The Israel Defense Forces announced that in the last month they had busted a Hamas terrorist ring in Nablus, in the west bank, even though Hamas claims not to be exporting terrorism out of Gaza.

The terrorists admitted that they perpetrated several shooting attacks against
Israeli targets in Nablus and in the surrounding areas, including the
Oct 24, 2007 shooting attack at the west bank’s Ariel junction, in which an Israeli civilian was lightly wounded and an IDF soldier was seriously wounded. The terrorists also admitted responsibility for the Jan 7, 2005 shooting attack near Migdalim in
which two IDF soldiers were killed

According to the IDF Abdallah Kuka, 19, admitted he drove the vehicle; Amin Kuka, 32; and A'mar Tanbur, 23, admitted they were the other two Nablus terrorists who perpetrated the attack. Other members of the terrorist cell who admitted involvement in the attack were Riad Arafat, 34, who said he functioned as the reconnaissance observer, and Suhil Kuka, 21, who admitted aiding the cell after the attack was carried out.

The IDF believes that by uncovering this cell they prove that Hamas is planning attacks on Israelis in the west bank, Gaza and Israel proper, and is trying to take over as “the leader of Palestinian terrorism.”
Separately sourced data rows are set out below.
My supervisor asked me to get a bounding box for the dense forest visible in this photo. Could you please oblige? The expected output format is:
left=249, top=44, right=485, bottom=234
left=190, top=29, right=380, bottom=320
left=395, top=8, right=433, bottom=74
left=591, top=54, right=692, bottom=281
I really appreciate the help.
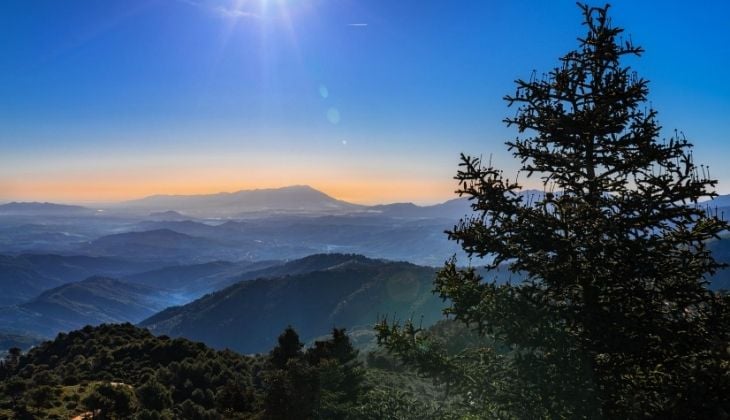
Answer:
left=0, top=322, right=478, bottom=419
left=0, top=5, right=730, bottom=419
Given that the rockets continue to fall on Israel from Gaza, and that Hamas controls Gaza, it is not a big reach to conclude that Hamas is behind the Kassam missiles, as well as other terrorist attacks. But, according to military analysts, unless Hamas bombs begin exploding again on a daily in Jerusalem and Tel Aviv, the IDF will be slow to invade Gaza, relying more on diplomacy and back channel meetings.

The same analysts believe, however, that if the tunnels from Egypt aren’t sealed up its only a matter of time until Hamas begins importing Iranian long-range missiles which can hit Ashkelon, Ashdod, and even Tel Aviv.